Colpo letale alla mafia di Lucera nel processo antimafia “Friends” contro le organizzazioni criminali lucerine e garganiche. In Appello, secondo grado di giudizio, i giudici di Bari, attraverso il rito abbreviato, hanno confermato 14 anni di reclusione per Alfredo Papa, 65enne boss del centro federiciano, capo storico del clan Bayan-Papa-Ricci. Inflitte pene anche a Urbano Petito, classe 1954 (5 anni di reclusione) e Antonio Valerio Pietrosanto, classe 1968 (5 anni e 4 mesi). Rideterminata, invece, la pena nei confronti di Francesco Antonio Coccia, 5 anni e 6 mesi di reclusione e Francesco Ricci, 5 anni, un mese e 10 giorni. Per questi ultimi due si è trattato di un leggero sconto rispetto al primo grado di giudizio. Tra i condannati c’è anche un montanaro, Libero Lombani, 36 anni, al quale sono stati comminati 7 anni e 4 mesi di reclusione. Quest’ultimo sarebbe legato al potente clan garganico Li Bergolis-Miucci-Lombardone guidato dal boss Enzo Miucci detto “U’ Criatur”, “Renzo” o “Renzino”, quest’ultimo a processo sempre in “Friends”, ma con rito ordinario, insieme al suo braccio destro Matteo Pettinicchio.

La “cupola” di Lucera è stata riconosciuta colpevole di aver costituito un’organizzazione dedita all’acquisto, alla detenzione e alla cessione di sostanze stupefacenti di vario tipo, tra cui marijuana, hashish e cocaina. Lombani, invece, è ritenuto responsabile per essersi associato all’organizzazione armata dedita all’acquisto, alla detenzione e alla cessione di sostanze stupefacenti di vario tipo, tra cui hashish e cocaina.

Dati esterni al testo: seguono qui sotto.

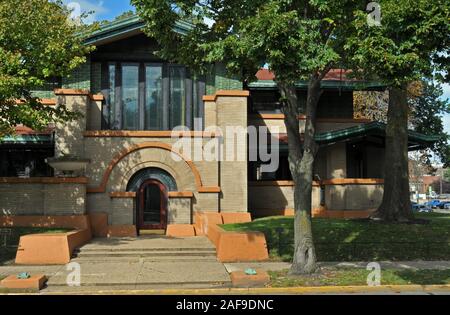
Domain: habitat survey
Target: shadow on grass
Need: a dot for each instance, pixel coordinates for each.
(359, 240)
(425, 277)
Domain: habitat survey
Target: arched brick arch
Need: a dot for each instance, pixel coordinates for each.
(145, 145)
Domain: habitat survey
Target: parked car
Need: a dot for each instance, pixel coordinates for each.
(442, 204)
(433, 203)
(421, 208)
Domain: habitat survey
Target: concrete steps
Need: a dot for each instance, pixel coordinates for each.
(175, 254)
(136, 259)
(144, 263)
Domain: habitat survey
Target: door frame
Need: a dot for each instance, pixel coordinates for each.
(164, 206)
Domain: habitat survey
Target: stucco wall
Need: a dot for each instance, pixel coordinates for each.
(276, 197)
(42, 199)
(353, 197)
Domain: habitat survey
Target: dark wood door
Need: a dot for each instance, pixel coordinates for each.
(153, 200)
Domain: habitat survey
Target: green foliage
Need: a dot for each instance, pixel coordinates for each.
(447, 175)
(37, 42)
(358, 240)
(409, 44)
(428, 109)
(296, 38)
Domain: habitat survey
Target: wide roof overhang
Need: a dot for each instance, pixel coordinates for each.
(416, 140)
(117, 30)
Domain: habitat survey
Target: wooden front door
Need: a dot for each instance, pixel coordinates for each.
(153, 200)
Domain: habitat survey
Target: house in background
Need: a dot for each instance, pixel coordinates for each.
(131, 100)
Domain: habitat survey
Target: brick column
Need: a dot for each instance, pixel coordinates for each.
(231, 107)
(69, 137)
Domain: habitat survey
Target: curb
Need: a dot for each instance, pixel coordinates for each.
(266, 291)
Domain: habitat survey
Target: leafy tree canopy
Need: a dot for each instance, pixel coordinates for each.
(411, 42)
(38, 42)
(296, 38)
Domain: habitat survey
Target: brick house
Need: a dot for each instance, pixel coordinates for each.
(131, 100)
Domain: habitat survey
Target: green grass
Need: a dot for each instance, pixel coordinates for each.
(359, 240)
(357, 276)
(9, 253)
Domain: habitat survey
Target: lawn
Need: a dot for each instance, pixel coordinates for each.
(358, 276)
(359, 240)
(8, 252)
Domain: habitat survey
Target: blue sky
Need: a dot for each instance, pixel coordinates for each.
(103, 9)
(446, 88)
(109, 9)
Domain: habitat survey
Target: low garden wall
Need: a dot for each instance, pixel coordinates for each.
(231, 246)
(50, 249)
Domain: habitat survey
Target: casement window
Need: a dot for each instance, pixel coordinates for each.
(150, 96)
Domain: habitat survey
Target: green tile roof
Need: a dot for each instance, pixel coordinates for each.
(28, 139)
(129, 25)
(326, 84)
(371, 129)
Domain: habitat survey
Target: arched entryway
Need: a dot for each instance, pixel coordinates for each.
(152, 186)
(152, 206)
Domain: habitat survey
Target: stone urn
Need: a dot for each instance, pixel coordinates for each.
(68, 166)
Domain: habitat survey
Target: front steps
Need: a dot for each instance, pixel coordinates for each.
(147, 254)
(145, 263)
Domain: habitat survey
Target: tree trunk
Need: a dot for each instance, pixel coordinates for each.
(396, 205)
(301, 163)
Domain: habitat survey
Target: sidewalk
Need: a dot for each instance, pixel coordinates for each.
(149, 277)
(278, 266)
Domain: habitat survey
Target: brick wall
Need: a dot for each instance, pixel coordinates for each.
(80, 78)
(42, 199)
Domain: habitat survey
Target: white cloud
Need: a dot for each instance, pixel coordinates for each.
(94, 6)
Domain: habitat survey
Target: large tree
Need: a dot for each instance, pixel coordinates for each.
(38, 42)
(409, 44)
(299, 40)
(428, 109)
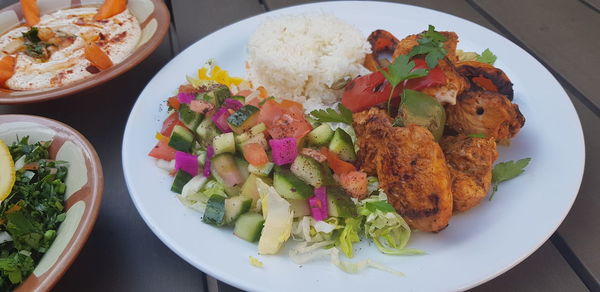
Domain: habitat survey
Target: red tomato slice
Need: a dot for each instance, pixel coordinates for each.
(162, 151)
(169, 123)
(366, 91)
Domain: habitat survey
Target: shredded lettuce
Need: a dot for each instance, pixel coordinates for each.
(278, 219)
(385, 227)
(305, 252)
(308, 229)
(349, 236)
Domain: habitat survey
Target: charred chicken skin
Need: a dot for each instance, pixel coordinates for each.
(470, 161)
(410, 166)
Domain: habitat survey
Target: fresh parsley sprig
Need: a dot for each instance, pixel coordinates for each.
(332, 116)
(507, 170)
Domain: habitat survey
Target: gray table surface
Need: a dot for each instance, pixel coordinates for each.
(122, 254)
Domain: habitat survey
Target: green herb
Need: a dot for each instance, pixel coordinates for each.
(487, 57)
(330, 115)
(32, 213)
(401, 69)
(507, 170)
(477, 135)
(382, 206)
(431, 44)
(34, 46)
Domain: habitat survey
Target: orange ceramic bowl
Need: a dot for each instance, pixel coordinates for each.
(153, 16)
(83, 197)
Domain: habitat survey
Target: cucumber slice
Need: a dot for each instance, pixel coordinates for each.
(339, 203)
(263, 170)
(181, 178)
(249, 226)
(190, 118)
(291, 187)
(300, 207)
(341, 144)
(308, 170)
(243, 119)
(236, 206)
(215, 211)
(320, 136)
(181, 139)
(224, 143)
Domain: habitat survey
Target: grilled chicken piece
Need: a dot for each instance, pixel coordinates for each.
(456, 83)
(412, 170)
(483, 76)
(470, 161)
(371, 128)
(410, 166)
(485, 112)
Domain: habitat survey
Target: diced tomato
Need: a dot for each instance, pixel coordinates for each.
(366, 91)
(355, 183)
(169, 123)
(339, 166)
(173, 102)
(163, 151)
(283, 120)
(255, 154)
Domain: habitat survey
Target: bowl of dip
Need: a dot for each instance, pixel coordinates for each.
(82, 196)
(50, 61)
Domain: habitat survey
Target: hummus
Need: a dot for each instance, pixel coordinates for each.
(58, 58)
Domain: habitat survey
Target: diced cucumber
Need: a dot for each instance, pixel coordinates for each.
(206, 132)
(190, 118)
(215, 211)
(225, 170)
(341, 144)
(308, 170)
(263, 170)
(224, 143)
(242, 167)
(339, 203)
(181, 139)
(249, 226)
(239, 98)
(236, 206)
(320, 136)
(300, 207)
(250, 190)
(217, 95)
(291, 187)
(243, 119)
(259, 128)
(181, 178)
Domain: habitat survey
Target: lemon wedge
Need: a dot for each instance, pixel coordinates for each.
(7, 171)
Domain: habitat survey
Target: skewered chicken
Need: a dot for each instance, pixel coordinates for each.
(470, 161)
(410, 166)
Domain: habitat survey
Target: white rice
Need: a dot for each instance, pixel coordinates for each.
(299, 57)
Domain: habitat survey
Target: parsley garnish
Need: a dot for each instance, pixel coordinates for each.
(507, 170)
(431, 44)
(332, 116)
(487, 57)
(477, 135)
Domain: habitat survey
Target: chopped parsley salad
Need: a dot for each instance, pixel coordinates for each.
(275, 174)
(32, 188)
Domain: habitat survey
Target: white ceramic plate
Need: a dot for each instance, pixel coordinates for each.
(477, 246)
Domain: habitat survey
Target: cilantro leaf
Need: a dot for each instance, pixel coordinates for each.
(330, 115)
(487, 57)
(507, 170)
(477, 135)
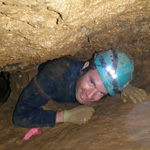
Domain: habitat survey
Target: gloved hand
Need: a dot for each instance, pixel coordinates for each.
(78, 115)
(133, 93)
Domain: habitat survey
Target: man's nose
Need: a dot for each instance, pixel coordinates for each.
(91, 93)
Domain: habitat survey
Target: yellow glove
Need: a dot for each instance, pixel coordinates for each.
(78, 115)
(133, 93)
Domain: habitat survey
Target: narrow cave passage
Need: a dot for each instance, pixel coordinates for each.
(33, 32)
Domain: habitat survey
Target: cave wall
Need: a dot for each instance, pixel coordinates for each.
(34, 31)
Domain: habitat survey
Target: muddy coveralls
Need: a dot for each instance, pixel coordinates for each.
(56, 80)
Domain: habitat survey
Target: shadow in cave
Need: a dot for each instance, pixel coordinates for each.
(4, 87)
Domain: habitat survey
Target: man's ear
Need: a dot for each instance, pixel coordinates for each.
(85, 65)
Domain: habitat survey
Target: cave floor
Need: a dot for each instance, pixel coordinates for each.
(115, 125)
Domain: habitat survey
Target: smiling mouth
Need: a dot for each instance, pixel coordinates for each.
(83, 97)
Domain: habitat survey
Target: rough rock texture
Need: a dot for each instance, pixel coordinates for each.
(34, 31)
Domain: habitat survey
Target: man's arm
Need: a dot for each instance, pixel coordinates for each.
(59, 117)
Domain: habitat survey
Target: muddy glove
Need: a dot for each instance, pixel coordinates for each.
(133, 93)
(78, 115)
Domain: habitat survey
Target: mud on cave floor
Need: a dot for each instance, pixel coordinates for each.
(115, 125)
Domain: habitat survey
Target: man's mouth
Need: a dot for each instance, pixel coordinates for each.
(83, 97)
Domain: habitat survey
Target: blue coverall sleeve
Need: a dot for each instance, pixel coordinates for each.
(28, 113)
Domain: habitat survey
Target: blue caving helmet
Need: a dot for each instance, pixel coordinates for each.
(115, 69)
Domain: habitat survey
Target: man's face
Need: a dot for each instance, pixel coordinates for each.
(89, 87)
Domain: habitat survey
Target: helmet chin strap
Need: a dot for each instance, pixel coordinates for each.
(115, 65)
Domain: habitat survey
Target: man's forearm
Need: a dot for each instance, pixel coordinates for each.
(60, 117)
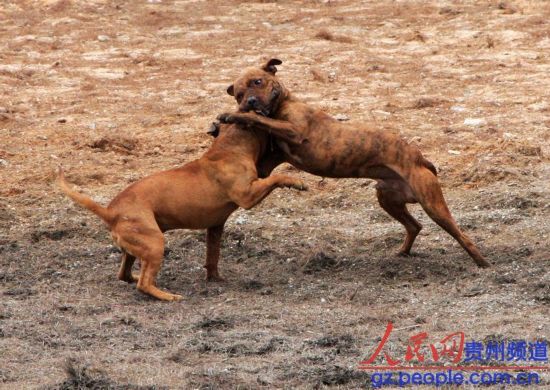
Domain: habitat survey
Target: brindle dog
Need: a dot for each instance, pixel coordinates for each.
(313, 141)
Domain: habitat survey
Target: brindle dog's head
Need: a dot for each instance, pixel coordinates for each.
(259, 90)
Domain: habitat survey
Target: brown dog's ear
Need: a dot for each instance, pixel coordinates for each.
(214, 129)
(270, 65)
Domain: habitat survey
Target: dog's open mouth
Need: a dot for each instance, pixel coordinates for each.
(262, 112)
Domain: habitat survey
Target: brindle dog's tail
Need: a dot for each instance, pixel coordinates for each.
(82, 199)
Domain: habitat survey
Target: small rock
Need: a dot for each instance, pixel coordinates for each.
(383, 113)
(475, 122)
(342, 117)
(240, 220)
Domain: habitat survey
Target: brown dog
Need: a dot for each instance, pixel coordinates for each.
(199, 195)
(315, 142)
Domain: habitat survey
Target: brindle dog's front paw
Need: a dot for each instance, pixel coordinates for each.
(300, 186)
(226, 118)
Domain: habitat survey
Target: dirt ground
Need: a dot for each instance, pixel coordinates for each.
(115, 90)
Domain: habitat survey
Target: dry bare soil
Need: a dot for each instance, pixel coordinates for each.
(115, 90)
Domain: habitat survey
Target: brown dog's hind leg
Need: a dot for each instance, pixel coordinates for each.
(144, 240)
(125, 271)
(394, 204)
(213, 242)
(428, 192)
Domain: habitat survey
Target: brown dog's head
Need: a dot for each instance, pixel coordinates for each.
(259, 90)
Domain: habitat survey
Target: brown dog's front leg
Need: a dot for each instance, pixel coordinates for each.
(213, 243)
(281, 129)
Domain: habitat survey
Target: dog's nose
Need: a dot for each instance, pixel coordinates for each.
(251, 101)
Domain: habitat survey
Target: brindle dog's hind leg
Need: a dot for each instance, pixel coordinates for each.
(394, 203)
(428, 192)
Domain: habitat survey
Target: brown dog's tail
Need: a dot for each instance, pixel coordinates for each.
(427, 164)
(82, 199)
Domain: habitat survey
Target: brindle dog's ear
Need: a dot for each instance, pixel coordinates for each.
(214, 129)
(270, 65)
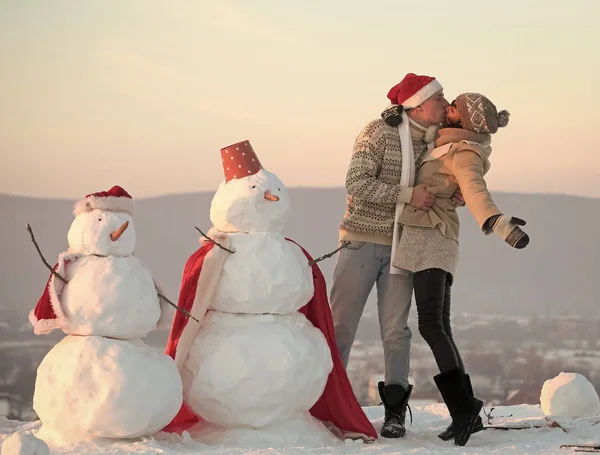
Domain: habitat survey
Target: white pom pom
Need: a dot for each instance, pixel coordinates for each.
(503, 118)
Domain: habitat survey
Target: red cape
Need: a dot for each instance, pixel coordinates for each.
(337, 404)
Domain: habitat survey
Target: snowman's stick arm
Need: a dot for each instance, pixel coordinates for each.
(37, 247)
(213, 241)
(187, 313)
(328, 255)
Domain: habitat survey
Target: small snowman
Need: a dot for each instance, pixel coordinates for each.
(264, 353)
(102, 380)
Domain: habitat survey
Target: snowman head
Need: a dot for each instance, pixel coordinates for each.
(102, 232)
(103, 224)
(251, 199)
(259, 203)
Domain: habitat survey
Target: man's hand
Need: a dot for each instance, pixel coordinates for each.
(458, 198)
(508, 228)
(421, 198)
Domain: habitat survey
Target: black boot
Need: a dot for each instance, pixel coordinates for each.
(464, 409)
(395, 400)
(448, 433)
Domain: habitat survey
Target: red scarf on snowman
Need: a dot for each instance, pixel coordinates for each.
(337, 407)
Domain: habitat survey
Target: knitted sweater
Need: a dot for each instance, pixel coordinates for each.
(373, 182)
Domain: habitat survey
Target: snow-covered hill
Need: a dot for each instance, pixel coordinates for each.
(421, 438)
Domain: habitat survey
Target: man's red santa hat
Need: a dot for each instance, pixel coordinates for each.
(414, 90)
(48, 314)
(337, 407)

I condannati vennero arrestati nel 2019 insieme ad altre 16 persone, tra cui il boss Miucci, ritenuto responsabile, a vario titolo, dei reati di produzione, traffico e detenzione illecita di sostanze stupefacenti, associazione finalizzata al traffico illecito di sostanze stupefacenti, ricettazione e detenzione illegale di armi.

I primi “ammiccamenti” tra lucerini e montanari sarebbero avvenuti in carcere grazie ad un periodo di detenzione in comune tra Miucci e Ricci. “Questo è il nipote di Ciccillo Li Bergolis“, diceva quest’ultimo ai suoi sodali. I due gruppi sarebbero poi entrati in affari grazie alla marea di contatti dei boss. I Li Bergolis-Miucci-Lombardone capaci di instaurare forti legami con le ‘ndrine calabresi, in particolare il clan Pesce-Bellocco, i Papa collegati ai camorristi del clan Cesarano. Il blitz dell’epoca, messo a segno da Dda, Guardia di Finanza e Polizia di Stato svelò una fitta rete di interessi nel mondo del narcotraffico con una vasta rete di “clienti pusher”, raggiunti anche in Molise e Abruzzo.
Nel frattempo, non sono finiti i guai giudiziari di “Renzino”. Il boss montanaro è stato nuovamente arrestato, pochi giorni fa, per droga e utilizzo di telefonini in carcere. È infatti emerso che avrebbe continuato a gestire il traffico di stupefacenti, soprattutto per l’area di Vieste, anche dal penitenziario di Terni dove era ristretto. Oggi, invece, si trova nel carcere di Palermo. Nel recente interrogatorio di garanzia si è avvalso della facoltà di non rispondere.